研究目的本研究的目的是验证[18F] 氟替美托淀粉样蛋白正电子发射断层扫描（PET）图像视觉评分的一致性，并研究每位评分者的一致性与Centiloid（CL）量表之间的相关性：共有 192 名参与者参与了这项研究，他们在临床上被归类为认知正常（CN）（n = 59）、轻度认知障碍（MCI）（n = 65）、阿尔茨海默病（AD）（n = 55）或非 AD 痴呆（n = 13）。三位专家对所有 192 名患者的淀粉样蛋白 PET 图像进行了目测评分，并对每个评分按三点评分法（确定、可能或都不是）给出了置信度。淀粉样蛋白 PET 结果的阳性或阴性判定由多数票决定。CL值使用CapAIBL管道计算：总体而言，101 张图像被确定为阳性，91 张图像为阴性。在 101 张阳性图像中，三位评分员完全一致的有 92 张，不一致的有 9 张。在 91 张阴性图像中，三位评分员完全一致的有 75 张，不一致的有 16 张。三位专家之间的相互信度特别高，弗莱斯卡帕和康格卡帕均为 0.83（0.76-0.89）。一致肯定组的 CL 值明显高于其他组，而一致否定组的 CL 值明显低于其他组。评分者意见不一的图像的 CL 值介于两者之间。在置信度较高的情况下，正面或负面的视觉评分几乎完全一致。然而，随着置信度的降低，专家的视觉评分也变得更加多变。置信度越低，视觉评级不一致的案例数量越多：结论：三位专家对 192 张淀粉样蛋白 PET 图像进行了独立评分，达到了较高的互评一致水平。然而，在淀粉样蛋白中度积聚的患者中，目测评分存在差异。因此，在确定这些患者的阳性和阴性判定时应谨慎。

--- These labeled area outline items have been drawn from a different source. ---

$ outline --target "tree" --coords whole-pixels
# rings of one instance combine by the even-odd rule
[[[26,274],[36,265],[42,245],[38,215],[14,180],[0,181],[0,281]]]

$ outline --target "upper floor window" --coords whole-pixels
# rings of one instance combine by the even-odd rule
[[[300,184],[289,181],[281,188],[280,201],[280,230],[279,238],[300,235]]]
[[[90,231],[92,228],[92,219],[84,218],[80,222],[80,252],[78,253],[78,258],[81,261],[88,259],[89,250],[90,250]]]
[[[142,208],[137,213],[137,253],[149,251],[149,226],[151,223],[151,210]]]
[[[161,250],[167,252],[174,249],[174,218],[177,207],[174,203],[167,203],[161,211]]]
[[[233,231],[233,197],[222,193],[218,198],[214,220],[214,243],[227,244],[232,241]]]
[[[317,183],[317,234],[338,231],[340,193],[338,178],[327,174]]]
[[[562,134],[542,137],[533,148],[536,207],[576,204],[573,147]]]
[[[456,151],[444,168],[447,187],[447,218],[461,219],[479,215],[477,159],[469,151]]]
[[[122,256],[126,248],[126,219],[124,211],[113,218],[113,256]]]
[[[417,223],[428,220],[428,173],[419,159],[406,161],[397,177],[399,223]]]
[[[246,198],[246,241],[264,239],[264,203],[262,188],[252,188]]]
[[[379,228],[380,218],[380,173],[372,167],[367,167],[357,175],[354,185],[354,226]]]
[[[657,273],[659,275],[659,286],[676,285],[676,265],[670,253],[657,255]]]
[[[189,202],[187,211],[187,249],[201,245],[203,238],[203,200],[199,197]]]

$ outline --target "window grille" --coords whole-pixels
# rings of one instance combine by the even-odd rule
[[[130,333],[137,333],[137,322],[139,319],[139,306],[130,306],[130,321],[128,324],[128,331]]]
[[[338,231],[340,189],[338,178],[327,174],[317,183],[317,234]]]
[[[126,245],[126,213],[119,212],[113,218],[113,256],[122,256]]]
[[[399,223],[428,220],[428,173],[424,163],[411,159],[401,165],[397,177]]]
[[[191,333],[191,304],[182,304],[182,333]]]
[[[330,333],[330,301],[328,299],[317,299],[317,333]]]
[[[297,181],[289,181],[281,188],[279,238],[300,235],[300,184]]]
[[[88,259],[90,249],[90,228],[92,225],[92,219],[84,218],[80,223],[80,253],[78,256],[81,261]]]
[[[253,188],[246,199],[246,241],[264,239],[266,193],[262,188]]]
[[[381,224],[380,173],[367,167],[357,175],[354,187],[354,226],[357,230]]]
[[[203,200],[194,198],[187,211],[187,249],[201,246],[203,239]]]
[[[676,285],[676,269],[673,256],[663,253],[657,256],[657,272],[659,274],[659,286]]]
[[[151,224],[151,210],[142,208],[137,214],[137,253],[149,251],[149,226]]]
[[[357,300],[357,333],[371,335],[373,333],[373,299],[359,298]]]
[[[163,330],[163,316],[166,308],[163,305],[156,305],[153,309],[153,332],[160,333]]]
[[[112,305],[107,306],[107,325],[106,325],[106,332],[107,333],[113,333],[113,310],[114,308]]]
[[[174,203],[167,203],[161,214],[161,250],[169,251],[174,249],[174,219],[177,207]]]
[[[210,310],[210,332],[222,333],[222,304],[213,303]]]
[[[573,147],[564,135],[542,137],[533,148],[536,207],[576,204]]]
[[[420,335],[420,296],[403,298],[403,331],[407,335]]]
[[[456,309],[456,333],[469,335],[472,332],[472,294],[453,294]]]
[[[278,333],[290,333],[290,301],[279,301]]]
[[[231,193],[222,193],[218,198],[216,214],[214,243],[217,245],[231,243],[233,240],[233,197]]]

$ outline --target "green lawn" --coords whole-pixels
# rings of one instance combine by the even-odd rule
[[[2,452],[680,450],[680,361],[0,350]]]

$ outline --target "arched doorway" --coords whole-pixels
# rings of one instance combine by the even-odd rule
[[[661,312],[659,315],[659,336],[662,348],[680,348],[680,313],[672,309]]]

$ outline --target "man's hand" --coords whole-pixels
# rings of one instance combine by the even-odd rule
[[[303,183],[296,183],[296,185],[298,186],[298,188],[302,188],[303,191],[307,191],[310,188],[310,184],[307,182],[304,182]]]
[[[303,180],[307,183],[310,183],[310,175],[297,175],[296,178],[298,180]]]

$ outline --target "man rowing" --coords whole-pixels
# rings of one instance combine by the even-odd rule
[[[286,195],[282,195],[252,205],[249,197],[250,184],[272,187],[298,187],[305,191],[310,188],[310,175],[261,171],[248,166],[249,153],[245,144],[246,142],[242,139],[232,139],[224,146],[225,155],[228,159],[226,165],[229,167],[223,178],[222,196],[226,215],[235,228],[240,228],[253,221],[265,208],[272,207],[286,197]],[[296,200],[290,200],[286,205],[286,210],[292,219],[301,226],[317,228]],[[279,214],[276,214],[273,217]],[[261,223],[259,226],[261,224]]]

本文章由计算机程序翻译，如有差异，请以英文原文为准。

求助全文

约1分钟内获得全文求助全文

来源期刊

Annals of Nuclear Medicine 医学-核医学

CiteScore

4.90

自引率

7.70%

发文量

111

审稿时长

4-8 weeks

期刊介绍： Annals of Nuclear Medicine is an official journal of the Japanese Society of Nuclear Medicine. It develops the appropriate application of radioactive substances and stable nuclides in the field of medicine. The journal promotes the exchange of ideas and information and research in nuclear medicine and includes the medical application of radionuclides and related subjects. It presents original articles, short communications, reviews and letters to the editor.